|Season X, Episode 35|
|Air date||12 May 2020|
Percy and the Mud
It was a beautiful evening at Tidmouth Sheds. Some engines were resting whilst Edward and Gordon were getting ready for their evening trains.
"Got a good polish there, Gordon," said Edward.
"Yes. Yes I did, Edward," replied Gordon.
"Your Fireman polished everything including your buffers."
"You needn't bring up buffers."
"Why not?" asked Emily.
"No particular reason," stammered Gordon.
"It's actually a nice story," said Edward.
"I do love a good story," said Paxton.
"So do I," agreed James.
"Count me in," added Emily.
"Oh great," moaned Gordon.
"Oh come on. They haven't heard it and it is worth re-telling," chuckled Edward. "Just don't get too puffed up."
"All right - fine. You can tell them."
Just then, Henry puffed in.
"Hullo everyone. What's going on?"
"Edward is about to tell us a story," said Paxton.
"I'm very interested," said Henry.
"It's one of our favourites," said Edward.
"It's about buffers," cut in Gordon.
"Ah, I see," said Henry, then he chuckled, remembering.
"Now go ahead," said Gordon. "But don't exaggerate."
"I won't!" laughed Edward and then he began.
"Shortly after Henry was let out of the tunnel, both he and Gordon were painted blue. Needless to say, this caused a lot of confusion."
"'They look so alike', people would say."
"Shortly afterwards, Gordon got new valve-gear. He was very proud of it, and began to show off."
"Then one day, Gordon had puffed into the Big Station, and was ready to go back to the shed. Then, I don't know what happened, he was probably showing off or something, but Gordon crashed into the end of the Big Station. When I got there, I saw his buffers were damaged. So, I had to take him to the Works. A few days later, Gordon returned with some new buffers. They were square instead of round."
"'They look nice,' I said."
"'No, they're rubbish', snorted Gordon."
"Gordon continued to complain for quite a while. It seemed like it was all he talked about."
"'It's not so bad,' I told him."
"'It is bad. They ruin my appearance,' replied Gordon."
"Of course, we soon got tired of hearing him complain."
"'I wish there was something we could do to get him to stop,' said Henry."
"But we didn't know what."
"Then, one day, I arrived at the Big Station, just as Gordon was about to leave with the Express. Some people came up to him."
"'I see you have new buffers. They look wonderful, Gordon.'"
"Well, that did the trick. People at least had some way to differentiate Gordon and Henry. Now Gordon was proud of his buffers."
"'Mine's are the best,' he would say."
"'Now I think he's getting too puffed up,' Henry told me."
"'He'll get over it soon,' I said."
"Well - not exactly."
"One day, I came to the sheds to find Henry with his buffers damaged. Now he needed new buffers too."
"'He may be getting new buffers but they won't be better than mine,' said Gordon."
"When Henry returned from the Works, he had similar buffers to Gordon. Well, that didn't please him at all."
"'Those are my buffers!', he would say."
"Worse still, the Henry-Gordon confusion resumed."
"However, it wasn't long till Henry needed to go the Works again. There, he was re-painted green and given another set of round buffers."
"But it didn't end all the problems!" put in James.
"Quite right.
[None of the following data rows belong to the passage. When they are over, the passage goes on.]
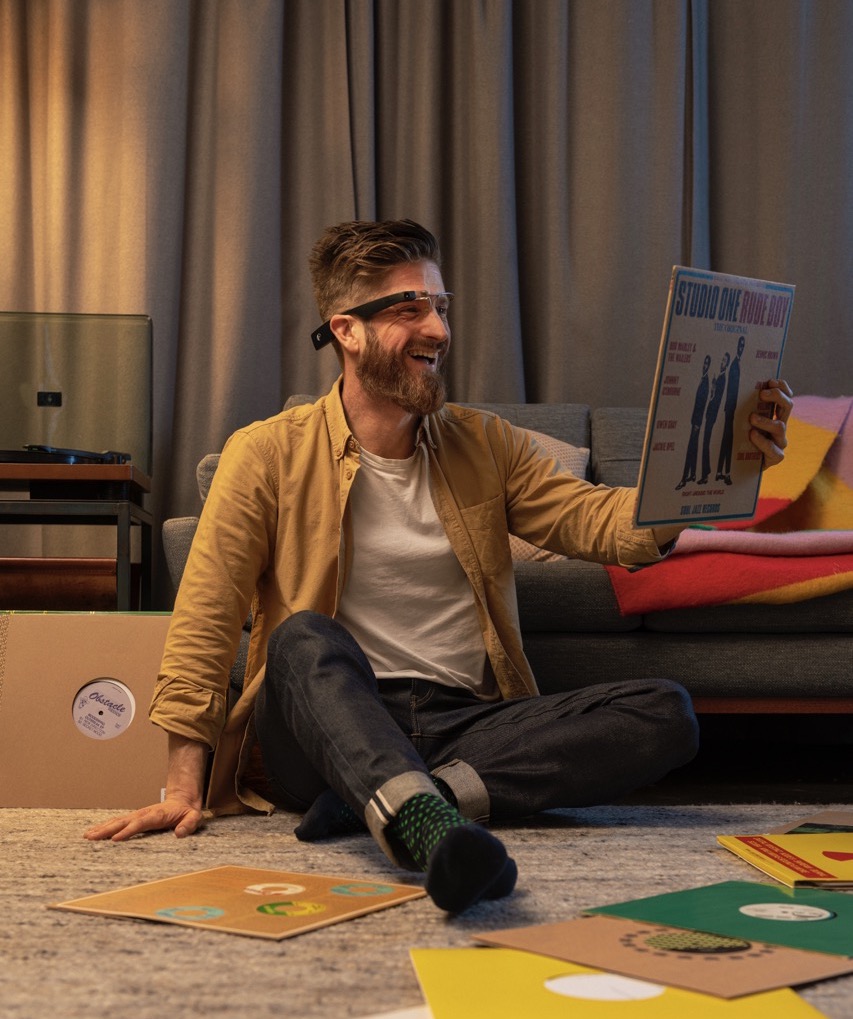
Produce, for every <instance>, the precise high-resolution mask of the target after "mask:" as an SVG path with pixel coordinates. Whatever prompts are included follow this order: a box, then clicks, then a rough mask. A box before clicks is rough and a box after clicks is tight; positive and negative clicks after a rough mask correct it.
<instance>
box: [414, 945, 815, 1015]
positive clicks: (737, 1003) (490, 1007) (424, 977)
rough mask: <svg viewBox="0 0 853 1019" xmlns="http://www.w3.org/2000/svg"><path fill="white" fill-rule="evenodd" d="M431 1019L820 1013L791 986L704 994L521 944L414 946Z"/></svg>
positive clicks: (416, 968)
mask: <svg viewBox="0 0 853 1019" xmlns="http://www.w3.org/2000/svg"><path fill="white" fill-rule="evenodd" d="M410 955H411V957H412V964H413V966H414V967H415V972H416V973H417V976H418V980H419V982H420V984H421V990H422V991H423V995H424V998H425V999H426V1001H427V1004H428V1005H429V1008H430V1012H431V1014H432V1019H519V1017H520V1016H535V1017H536V1019H566V1017H567V1016H571V1017H572V1019H585V1017H590V1019H622V1017H627V1016H630V1017H631V1019H684V1017H685V1016H690V1019H795V1017H800V1016H801V1017H802V1019H815V1017H817V1016H820V1015H821V1014H822V1013H820V1012H818V1011H817V1010H816V1009H813V1008H812V1007H811V1006H810V1005H808V1004H807V1003H806V1002H804V1001H803V1000H802V999H801V998H800V997H799V995H797V994H796V991H794V990H792V989H791V988H790V987H784V988H781V989H779V990H768V991H765V993H763V994H759V995H746V996H744V997H743V998H735V999H725V998H714V997H711V996H709V995H700V994H696V993H695V991H692V990H682V989H681V988H680V987H667V986H663V985H662V984H660V983H657V982H650V981H648V980H637V979H634V978H633V977H628V976H623V975H621V974H619V973H605V972H602V971H601V970H597V969H590V968H589V967H585V966H578V965H577V964H575V963H571V962H562V961H559V960H556V959H549V958H547V957H545V956H540V955H534V954H533V953H532V952H518V951H515V950H514V949H500V948H473V949H413V950H412V951H411V952H410Z"/></svg>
Now people thought Gordon has been painted green."
"How did the Fat Controller fix that?" asked Emily.
"He ended up releasing a short article in the newspaper explaining that Gordon has been blue since arrival, and that he now has square buffers whilst Henry had been painted back to green." Edward paused for a moment. "I think it worked."
"However, I will thank Gordon for letting us have this little blast to the past," said Edward. "He actually doesn't like the subject of buffers very much."
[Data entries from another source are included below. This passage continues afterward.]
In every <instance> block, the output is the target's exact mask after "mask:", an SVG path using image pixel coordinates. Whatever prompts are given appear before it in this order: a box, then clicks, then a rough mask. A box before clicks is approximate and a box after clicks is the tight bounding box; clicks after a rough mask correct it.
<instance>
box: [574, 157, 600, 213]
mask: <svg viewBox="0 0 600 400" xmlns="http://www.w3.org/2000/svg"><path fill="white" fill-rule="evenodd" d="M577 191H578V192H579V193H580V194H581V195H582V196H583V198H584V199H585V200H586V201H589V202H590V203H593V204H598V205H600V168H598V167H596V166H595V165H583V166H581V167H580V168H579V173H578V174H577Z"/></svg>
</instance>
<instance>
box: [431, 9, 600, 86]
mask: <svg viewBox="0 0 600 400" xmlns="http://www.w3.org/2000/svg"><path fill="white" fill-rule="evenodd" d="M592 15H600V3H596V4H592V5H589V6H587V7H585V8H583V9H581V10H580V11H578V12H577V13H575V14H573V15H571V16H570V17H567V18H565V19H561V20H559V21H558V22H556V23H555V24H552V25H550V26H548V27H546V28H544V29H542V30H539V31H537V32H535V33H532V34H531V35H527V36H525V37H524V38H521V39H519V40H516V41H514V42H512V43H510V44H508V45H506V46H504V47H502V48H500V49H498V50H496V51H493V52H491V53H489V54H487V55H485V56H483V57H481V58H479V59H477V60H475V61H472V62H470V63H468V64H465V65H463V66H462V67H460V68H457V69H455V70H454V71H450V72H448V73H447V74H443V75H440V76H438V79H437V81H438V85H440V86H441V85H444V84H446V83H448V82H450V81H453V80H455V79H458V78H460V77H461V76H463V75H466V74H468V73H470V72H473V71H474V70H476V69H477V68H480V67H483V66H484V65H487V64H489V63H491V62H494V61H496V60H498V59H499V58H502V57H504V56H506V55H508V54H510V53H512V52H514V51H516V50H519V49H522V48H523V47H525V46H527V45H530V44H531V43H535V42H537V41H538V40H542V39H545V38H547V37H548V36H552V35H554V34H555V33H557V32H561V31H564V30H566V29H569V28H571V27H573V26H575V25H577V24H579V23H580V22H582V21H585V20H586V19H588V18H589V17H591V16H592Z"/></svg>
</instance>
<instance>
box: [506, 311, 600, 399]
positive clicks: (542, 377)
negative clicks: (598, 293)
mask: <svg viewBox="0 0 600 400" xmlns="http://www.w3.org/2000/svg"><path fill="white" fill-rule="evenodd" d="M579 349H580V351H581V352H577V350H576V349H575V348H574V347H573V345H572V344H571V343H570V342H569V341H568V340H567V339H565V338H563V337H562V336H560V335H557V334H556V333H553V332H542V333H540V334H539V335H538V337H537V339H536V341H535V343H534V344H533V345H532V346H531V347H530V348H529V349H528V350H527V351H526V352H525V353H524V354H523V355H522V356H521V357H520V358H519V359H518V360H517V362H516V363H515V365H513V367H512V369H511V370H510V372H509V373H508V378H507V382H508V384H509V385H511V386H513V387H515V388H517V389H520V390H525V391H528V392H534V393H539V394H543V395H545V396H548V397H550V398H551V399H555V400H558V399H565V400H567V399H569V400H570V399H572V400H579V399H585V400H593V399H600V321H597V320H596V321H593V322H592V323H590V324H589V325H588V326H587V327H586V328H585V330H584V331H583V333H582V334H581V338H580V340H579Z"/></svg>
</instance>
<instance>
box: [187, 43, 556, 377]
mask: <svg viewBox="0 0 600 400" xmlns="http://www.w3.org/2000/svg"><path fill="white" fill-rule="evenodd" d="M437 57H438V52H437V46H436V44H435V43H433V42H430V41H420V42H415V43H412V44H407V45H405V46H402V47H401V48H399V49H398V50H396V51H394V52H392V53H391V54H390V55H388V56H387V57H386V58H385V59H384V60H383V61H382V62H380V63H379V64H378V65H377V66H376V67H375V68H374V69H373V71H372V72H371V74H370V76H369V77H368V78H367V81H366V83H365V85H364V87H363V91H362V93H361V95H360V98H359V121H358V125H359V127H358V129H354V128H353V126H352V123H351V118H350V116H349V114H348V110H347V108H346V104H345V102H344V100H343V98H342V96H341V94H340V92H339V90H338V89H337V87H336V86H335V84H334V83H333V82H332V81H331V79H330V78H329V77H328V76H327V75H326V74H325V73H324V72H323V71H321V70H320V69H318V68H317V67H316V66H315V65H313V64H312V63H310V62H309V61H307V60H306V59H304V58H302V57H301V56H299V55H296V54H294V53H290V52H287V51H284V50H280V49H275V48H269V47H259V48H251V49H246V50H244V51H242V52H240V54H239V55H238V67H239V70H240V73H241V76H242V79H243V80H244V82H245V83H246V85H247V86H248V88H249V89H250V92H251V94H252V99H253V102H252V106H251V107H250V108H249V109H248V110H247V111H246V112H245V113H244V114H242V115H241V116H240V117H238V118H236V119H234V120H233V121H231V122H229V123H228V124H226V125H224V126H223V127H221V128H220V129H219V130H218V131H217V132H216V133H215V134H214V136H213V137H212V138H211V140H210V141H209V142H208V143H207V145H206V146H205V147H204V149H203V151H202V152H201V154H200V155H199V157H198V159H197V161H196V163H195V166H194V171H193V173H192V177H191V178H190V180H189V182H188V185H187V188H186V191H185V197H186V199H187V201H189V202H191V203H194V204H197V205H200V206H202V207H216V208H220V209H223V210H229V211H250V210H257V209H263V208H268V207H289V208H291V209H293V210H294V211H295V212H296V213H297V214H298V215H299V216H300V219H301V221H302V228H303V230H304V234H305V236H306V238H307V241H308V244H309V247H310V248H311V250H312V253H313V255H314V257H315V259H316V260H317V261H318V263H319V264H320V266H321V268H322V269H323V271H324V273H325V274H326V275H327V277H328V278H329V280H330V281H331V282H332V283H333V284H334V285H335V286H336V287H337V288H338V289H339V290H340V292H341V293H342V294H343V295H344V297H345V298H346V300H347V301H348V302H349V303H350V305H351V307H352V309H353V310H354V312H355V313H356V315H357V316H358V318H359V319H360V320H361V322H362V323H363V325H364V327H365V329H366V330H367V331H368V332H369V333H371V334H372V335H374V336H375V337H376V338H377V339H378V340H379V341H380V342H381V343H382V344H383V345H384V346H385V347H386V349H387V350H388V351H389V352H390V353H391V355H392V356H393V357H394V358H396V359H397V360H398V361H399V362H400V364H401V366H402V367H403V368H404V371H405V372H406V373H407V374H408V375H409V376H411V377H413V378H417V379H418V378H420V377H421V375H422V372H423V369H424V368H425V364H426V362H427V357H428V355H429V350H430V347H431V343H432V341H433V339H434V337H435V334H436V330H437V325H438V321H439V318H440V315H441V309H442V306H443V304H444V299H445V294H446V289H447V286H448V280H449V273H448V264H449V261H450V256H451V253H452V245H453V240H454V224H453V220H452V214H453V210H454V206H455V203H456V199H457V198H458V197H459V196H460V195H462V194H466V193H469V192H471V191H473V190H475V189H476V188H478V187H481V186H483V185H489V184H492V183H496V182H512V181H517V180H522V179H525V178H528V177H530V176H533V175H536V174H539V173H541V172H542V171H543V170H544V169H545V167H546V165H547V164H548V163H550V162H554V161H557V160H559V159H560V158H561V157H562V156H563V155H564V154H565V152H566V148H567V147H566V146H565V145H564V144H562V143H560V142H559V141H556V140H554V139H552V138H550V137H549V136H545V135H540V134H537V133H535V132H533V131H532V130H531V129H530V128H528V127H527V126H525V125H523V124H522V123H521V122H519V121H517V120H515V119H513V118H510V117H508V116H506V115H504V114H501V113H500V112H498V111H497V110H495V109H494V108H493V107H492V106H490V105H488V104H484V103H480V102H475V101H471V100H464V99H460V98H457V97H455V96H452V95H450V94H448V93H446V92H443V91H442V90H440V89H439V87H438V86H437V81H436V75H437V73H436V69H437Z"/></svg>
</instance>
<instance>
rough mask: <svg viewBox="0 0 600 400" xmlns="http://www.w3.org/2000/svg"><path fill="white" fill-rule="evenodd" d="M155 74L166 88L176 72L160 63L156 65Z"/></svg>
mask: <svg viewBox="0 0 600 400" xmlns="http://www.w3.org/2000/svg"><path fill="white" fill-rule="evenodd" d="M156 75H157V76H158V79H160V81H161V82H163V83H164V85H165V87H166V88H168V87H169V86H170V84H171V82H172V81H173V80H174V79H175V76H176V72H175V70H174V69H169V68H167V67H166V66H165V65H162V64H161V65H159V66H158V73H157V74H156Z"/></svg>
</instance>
"That is true," said Gordon.
"But it is a good story," chuckled Henry.
"Plus I didn't exaggerate," added Edward.
"Good for you. Now, we have our trains to fetch," said Gordon, and he steamed towards the station.
Edward chuckled and followed.
"You know," said Henry, to no-one in particular. "I quite like remembering old times. It's interesting how we remember these sort of things for years to come."
The others agreed.
- This story was published in honour of the seventy-fifth anniversary of The Railway Series.